Converting an instance to a subclass?

D-Man dsh8290 at rit.edu
Fri Feb 16 14:42:33 EST 2001


On Fri, Feb 16, 2001 at 01:49:26PM -0500, Tom Bridgman wrote:
[snip] 
| and I have a number of methods that return me instances or lists of
| instances of this class.  These are part of my general library of
| classes for this project.
| 
| However, I need to write a utility which will define methods that are
| only needed by the utility.  I really don't want these methods to be
| 'permanent' members of the class so I define them in a subclass as part
| of the utility.
| 
| Class B(A):
|    def Cleanup(self,x,y,z):
|        ...
| 

This is a good way to add functionality that isn't always needed --
you can use instances of 'A' when it's not needed, and instances of
'B' when it is.

| Is there a way I can cast the instances of class A into instances of
| class B so I can use the additional methods?  I can't find anything
| about it in "Programming Python" but then I'm not quite sure where to
| look either.

Since you use the word 'cast', I take it you have some C, C++ or Java
experience.  Those lanugages are statically typed, so if you declared
having one type, but really have another, you must explicitly tell the
compiler with a cast.  Python is dynamically typed, so if you really
have a "different" type (it can't really be different since you didn't
declare it in the first place, but) you have it and python is happy.

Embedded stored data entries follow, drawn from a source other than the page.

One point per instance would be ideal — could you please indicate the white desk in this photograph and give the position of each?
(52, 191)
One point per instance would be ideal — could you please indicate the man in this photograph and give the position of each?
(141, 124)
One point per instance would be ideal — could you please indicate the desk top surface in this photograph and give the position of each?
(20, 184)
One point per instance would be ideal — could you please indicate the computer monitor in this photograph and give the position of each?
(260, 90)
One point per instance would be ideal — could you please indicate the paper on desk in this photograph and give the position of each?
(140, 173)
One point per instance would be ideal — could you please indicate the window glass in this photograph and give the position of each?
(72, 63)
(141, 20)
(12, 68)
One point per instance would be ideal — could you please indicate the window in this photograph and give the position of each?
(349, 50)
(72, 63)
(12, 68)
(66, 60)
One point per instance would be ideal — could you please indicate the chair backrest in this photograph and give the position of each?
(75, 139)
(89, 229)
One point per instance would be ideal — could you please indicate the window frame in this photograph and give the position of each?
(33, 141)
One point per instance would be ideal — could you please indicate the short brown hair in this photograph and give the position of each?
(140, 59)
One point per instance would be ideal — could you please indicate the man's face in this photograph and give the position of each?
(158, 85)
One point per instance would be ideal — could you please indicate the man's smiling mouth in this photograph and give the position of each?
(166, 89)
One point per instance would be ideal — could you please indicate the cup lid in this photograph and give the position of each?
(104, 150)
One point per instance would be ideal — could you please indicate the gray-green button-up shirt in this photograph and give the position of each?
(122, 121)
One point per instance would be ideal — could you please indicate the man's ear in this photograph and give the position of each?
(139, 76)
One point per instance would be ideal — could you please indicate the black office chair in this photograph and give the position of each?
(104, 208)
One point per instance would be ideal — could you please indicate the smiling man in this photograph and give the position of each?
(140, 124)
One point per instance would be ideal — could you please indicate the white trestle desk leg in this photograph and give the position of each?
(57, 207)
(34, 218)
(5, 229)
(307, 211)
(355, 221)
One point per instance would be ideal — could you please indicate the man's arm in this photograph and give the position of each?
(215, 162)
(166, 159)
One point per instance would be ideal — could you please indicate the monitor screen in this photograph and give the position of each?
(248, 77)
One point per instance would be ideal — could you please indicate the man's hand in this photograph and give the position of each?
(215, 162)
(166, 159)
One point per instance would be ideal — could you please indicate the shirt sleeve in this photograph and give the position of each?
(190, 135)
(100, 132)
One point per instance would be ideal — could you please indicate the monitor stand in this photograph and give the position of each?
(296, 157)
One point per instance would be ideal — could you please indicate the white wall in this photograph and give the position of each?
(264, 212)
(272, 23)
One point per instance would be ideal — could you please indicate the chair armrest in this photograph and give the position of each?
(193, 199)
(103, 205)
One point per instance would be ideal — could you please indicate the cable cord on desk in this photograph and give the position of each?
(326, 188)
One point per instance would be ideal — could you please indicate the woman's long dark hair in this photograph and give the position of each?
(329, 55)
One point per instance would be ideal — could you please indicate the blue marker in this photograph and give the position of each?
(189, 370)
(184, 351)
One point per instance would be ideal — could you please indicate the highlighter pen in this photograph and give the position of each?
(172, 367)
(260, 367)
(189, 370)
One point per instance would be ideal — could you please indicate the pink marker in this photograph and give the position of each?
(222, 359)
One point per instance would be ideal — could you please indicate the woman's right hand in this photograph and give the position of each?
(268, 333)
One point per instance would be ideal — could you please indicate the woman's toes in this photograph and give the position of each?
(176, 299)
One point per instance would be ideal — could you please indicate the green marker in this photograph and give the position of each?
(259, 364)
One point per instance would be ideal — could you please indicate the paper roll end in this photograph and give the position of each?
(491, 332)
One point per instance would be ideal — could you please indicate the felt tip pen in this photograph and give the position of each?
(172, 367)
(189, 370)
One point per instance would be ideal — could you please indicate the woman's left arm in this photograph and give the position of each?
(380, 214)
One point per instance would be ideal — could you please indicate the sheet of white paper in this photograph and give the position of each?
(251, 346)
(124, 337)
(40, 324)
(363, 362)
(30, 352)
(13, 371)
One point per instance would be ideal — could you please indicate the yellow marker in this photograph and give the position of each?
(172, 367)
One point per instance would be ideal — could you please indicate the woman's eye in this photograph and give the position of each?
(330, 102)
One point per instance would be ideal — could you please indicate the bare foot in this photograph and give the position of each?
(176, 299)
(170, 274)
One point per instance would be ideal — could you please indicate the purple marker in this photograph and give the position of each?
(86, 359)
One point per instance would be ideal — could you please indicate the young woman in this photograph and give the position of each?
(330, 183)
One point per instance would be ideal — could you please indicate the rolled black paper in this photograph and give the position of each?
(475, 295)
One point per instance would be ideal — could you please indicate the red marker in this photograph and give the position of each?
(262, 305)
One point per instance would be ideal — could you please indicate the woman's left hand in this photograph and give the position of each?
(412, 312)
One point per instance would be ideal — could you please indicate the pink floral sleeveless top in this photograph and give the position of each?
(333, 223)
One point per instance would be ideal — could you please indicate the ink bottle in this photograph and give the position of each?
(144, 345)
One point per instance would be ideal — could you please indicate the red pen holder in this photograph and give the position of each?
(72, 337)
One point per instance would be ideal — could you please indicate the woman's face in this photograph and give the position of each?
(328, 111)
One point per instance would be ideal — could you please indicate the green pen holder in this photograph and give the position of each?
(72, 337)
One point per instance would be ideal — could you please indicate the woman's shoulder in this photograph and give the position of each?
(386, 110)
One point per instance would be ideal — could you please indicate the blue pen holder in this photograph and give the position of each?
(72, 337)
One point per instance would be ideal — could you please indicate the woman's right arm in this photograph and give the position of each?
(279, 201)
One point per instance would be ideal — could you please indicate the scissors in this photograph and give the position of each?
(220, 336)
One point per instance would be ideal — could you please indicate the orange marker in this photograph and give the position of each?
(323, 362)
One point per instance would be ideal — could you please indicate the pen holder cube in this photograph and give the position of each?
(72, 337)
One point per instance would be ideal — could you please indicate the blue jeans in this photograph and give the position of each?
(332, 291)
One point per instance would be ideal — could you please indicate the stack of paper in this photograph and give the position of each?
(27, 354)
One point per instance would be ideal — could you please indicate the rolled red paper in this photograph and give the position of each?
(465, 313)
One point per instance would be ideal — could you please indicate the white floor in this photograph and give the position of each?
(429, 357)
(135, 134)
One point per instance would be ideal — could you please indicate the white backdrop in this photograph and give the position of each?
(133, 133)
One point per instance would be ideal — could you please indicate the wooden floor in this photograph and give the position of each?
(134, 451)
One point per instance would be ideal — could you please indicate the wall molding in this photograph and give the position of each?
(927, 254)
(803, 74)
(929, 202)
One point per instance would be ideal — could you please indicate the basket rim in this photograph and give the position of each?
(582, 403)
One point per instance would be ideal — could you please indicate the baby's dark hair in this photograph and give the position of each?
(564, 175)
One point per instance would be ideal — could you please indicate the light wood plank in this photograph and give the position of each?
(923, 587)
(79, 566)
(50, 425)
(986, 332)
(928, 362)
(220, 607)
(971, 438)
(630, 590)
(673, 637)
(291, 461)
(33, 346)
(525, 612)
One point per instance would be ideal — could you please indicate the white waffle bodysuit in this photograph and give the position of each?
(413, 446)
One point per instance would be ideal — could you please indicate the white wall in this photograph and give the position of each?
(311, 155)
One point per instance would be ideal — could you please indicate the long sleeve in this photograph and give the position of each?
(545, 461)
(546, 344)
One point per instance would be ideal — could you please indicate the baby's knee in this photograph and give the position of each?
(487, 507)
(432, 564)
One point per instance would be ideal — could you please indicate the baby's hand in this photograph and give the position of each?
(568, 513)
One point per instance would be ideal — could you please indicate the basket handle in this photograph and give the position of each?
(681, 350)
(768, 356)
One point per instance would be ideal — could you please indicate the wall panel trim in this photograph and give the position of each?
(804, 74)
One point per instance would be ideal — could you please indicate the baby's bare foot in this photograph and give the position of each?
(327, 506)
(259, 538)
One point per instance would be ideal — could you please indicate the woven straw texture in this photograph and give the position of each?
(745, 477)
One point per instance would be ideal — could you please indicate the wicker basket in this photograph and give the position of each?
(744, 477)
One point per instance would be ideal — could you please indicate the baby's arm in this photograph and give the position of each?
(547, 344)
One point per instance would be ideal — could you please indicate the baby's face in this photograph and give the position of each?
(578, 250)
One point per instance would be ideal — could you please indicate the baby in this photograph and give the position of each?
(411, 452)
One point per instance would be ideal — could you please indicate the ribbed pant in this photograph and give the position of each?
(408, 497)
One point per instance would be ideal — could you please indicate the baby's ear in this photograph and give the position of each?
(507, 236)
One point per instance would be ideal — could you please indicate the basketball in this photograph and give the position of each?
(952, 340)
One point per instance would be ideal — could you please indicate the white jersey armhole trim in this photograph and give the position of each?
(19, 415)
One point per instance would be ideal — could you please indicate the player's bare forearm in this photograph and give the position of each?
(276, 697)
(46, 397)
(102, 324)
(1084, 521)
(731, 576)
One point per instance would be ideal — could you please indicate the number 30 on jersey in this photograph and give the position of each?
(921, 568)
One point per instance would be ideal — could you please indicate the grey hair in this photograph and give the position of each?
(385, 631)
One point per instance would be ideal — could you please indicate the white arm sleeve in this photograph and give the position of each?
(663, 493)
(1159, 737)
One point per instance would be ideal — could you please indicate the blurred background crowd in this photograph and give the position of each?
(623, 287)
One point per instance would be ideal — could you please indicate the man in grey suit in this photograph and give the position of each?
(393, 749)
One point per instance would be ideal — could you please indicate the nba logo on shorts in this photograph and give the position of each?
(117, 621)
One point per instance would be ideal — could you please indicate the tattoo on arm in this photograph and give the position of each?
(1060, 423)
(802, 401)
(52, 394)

What I suspect is happening is that you are creating instances of A
when you really want B.

>>> class A : pass
...
>>> class B( A ) : pass
...
>>> obj1 = A()
>>> obj2 = B()
>>> obj1.__class__
<class __main__.A at 007A8934>
>>> obj2.__class__
<class __main__.B at 007AA9A4>
>>>

In this example, obj2 is an instance of class "B".  Since "B" is a
subclass of "A", obj2 is also an instance of class "A".  You can use
obj2 whereever an instance of A or B is expected.  On the other hand,
obj1 is an instance of class "A", and won't work where an instance of
class B is expected.  There is no way automatically to turn obj1 into
an instance of class B.  There are a couple of ways to work around
though.

1)  modify the factory functions to return instances of "B" instead.
    Since it is a subclass, all existing code will work.

2)  Make a conversion that will create a new instance of class "B" and
    init all data members based on an instance of class "A"

3)  Play some obscure tricks using python dynamism to add those
    functions to obj1 even though they don't belong there


#1 may be the easiest, but then you might as well just put the
functions in class "A" and only use them when you need to.

#2 could be done in B's __init__ function :

   class B( A ) :
       def __init__( self , instance_of_A ) :
           self.value = instance_of_A.value
           # ...

   Then when you want an instance of B, you can create it from the
   given instance of A.

#3 isn't good since it is obscure and will be difficult to maintain.